Mama

Mama

Director Guillermo del Toro has established himself as the master of the ghost shot: where something is stirring, only the audience has “imagined” the worst, and over the shoulder we glimpse an apparition, whether it’s that relentless ghostboy in The Devil’s Backbone or the first tentacled wisp of an otherworldly matriarch in Mama.

Del Toro is credited as producer on first time director Andes Muschietti’s expanded feature based on his short of the same name. In the movie, Jessica Chastain takes time off from her rock band to care for two feral children that are related to her boyfriend. After a financial crisis, it seems the boyfriend’s brother killed his estranged wife and a business partner, then grabbed his two girls and headed into the mountains on ice-slick backroads. He wrecks, gets the girls to a vacant cabin where a vengeful spirit prevents him from a murder/suicide.

Mama combines elements from two different sources. One is a Mexican folk tale that has circulated Texas border towns since the late 1880s about a “crying woman” seen searching for her dead child. To hear the eerie sound of her wailing is a certain death sentence. The story goes that after her illegitimate baby is taken from her by authorities, she steals the infant back and kills both herself and the child by drowning in a lake.

Muschietti has padded his story with a persistent supernatural urgency common in more recent angel-of-death encounters, especially the sightings of a winged creature in and around Texas. In the late ’60s, eyewitnesses observed similar apparitions in months leading to a bridge collapse in Point Pleasant, West Virginia, commonly known as the Mothman saga. If you watch Mama closely, there are images that were evident in 2002’s The Mothman Prophecies.

Allegedly covered with hair mistaken for feathers, both moths and hair permeate the frames of Mama as the two siblings – Lily and Victoria – interact with their “angel.” Hair carries voodoo properties as well as being a living entity in Japanese horror. Rooted in psychoanalytical fluency, Mama is contained within the confines of the family realm, while the Mothman is more of a sociological exercise in mass hallucination.
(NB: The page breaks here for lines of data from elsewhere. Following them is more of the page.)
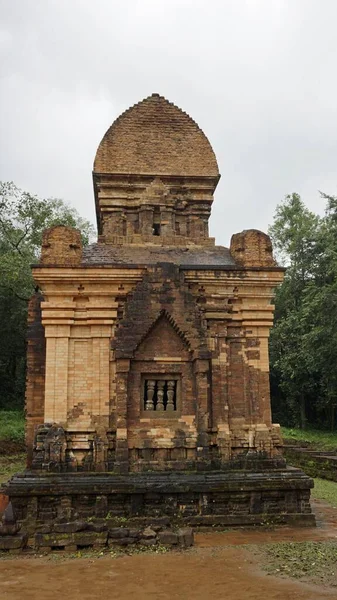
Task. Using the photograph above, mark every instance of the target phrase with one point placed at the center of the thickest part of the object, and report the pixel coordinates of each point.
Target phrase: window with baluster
(160, 394)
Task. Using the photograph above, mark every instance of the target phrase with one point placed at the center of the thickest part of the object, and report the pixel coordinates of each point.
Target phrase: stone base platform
(212, 499)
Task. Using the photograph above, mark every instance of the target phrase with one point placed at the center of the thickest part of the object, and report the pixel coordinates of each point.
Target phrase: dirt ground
(218, 567)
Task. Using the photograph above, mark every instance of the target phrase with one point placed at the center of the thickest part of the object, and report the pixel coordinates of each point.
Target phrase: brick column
(122, 451)
(201, 371)
(56, 390)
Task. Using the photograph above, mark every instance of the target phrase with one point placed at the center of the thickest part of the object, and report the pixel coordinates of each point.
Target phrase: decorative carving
(149, 403)
(170, 395)
(160, 395)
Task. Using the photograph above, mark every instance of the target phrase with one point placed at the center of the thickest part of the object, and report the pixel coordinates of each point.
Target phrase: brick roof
(156, 137)
(142, 255)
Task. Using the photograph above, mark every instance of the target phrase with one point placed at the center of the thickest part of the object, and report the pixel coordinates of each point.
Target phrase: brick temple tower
(148, 351)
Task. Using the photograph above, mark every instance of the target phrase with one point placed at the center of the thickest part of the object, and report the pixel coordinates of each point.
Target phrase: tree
(23, 217)
(303, 345)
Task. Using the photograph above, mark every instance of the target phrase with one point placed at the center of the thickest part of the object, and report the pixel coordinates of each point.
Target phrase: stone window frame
(161, 414)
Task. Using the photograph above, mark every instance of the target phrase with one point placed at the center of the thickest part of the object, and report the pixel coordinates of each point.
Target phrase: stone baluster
(170, 395)
(160, 395)
(149, 403)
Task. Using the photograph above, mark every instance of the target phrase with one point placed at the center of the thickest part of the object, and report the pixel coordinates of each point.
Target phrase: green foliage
(325, 490)
(23, 218)
(319, 440)
(309, 561)
(9, 465)
(12, 425)
(303, 343)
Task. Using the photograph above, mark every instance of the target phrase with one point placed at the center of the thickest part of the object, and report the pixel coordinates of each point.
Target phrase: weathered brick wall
(252, 248)
(156, 137)
(61, 245)
(35, 378)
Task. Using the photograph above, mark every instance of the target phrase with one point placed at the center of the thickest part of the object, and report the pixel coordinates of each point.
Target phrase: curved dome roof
(155, 137)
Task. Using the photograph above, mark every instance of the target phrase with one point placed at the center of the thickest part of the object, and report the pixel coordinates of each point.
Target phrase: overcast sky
(258, 76)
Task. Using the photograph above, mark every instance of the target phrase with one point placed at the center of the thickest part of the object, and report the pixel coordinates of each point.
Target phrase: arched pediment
(164, 338)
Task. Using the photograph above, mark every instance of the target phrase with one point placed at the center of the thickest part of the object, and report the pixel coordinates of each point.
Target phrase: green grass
(9, 465)
(311, 561)
(12, 425)
(325, 490)
(320, 440)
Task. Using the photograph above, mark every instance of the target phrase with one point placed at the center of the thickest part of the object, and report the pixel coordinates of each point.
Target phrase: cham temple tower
(148, 372)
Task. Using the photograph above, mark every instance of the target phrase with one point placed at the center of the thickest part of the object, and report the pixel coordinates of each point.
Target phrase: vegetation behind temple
(23, 218)
(303, 345)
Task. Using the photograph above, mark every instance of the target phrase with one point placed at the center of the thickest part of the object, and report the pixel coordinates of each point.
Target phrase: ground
(240, 564)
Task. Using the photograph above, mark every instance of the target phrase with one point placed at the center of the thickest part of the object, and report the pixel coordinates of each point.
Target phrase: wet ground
(218, 567)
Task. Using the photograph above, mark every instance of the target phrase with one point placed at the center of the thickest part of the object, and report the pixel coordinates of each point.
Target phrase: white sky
(258, 76)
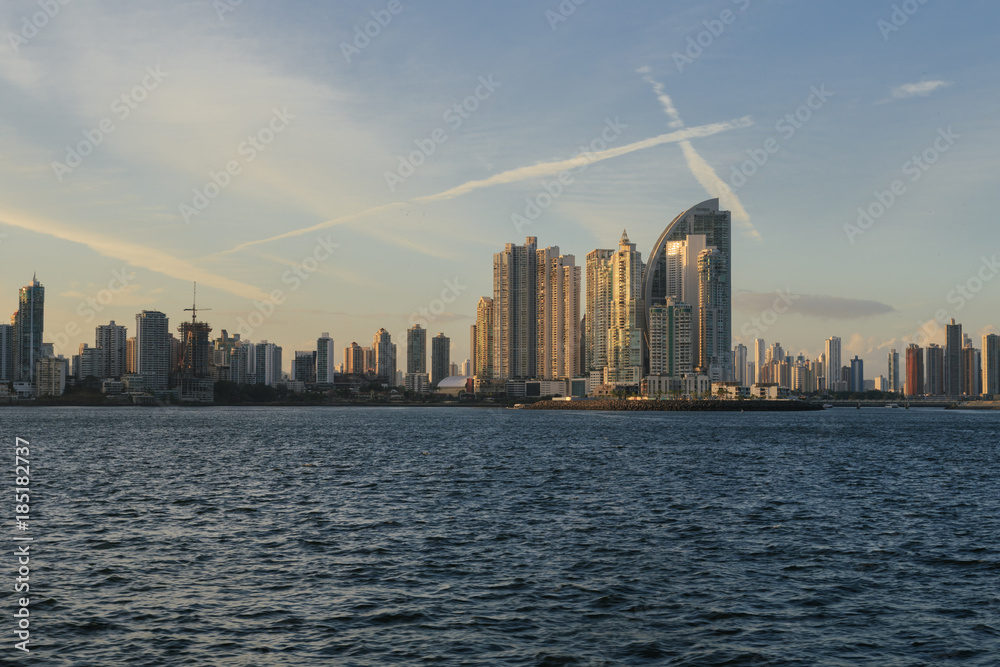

After the boyfriend suffers a fall and slips into a coma, it becomes his girlfriend’s role to provide a stable environment for the kids or relatives hope to step in and receive full custody. It’s a tough situation, especially since the girls converse with the walls and Lily, the youngest, has no grasp of English but grunts and hums. Victoria is more well adjusted but remains skeptical of this unknown rocker thrust into motherhood.

Initially the movie is focused on children raised apart from civilized contact, having to fend for themselves in deplorable conditions before being found, which recalls Michael Apted’s Nell or Truffaut’s The Wild Child. But once reunited with their deceased father’s brother and moved to a location accessible to a psychiatrist who’s researching folklore, the movie becomes a Creepy or Eerie tale illustrated by Gray Morrow about gothic surroundings and supernatural vengeance.

Unlike most modern horror, Mama has a beginning, middle and ending. It has a monster! There are reasons why things occur as they do, and judgments carry consequences. And though I loved V/H/S and Insidious, they are modern adaptations of classic themes.

Mama is classic horror.

All the scientific jargon that cites “the beyond” as either aberrations of the mind or the materializations of energy get the heave-ho. This is a plain old ghost story, atmospheric and profusely littered with the accouterments of clutter common in these encounters.

The Mothman was largely seen around a munitions dump.

The miracle at Lourdes in 1858 took place in a garbage dump.

Mothers superior and otherwise are drawn to squalor.

After all, Mama is just another word for Mother, and you can’t spell “mother” without “moth.”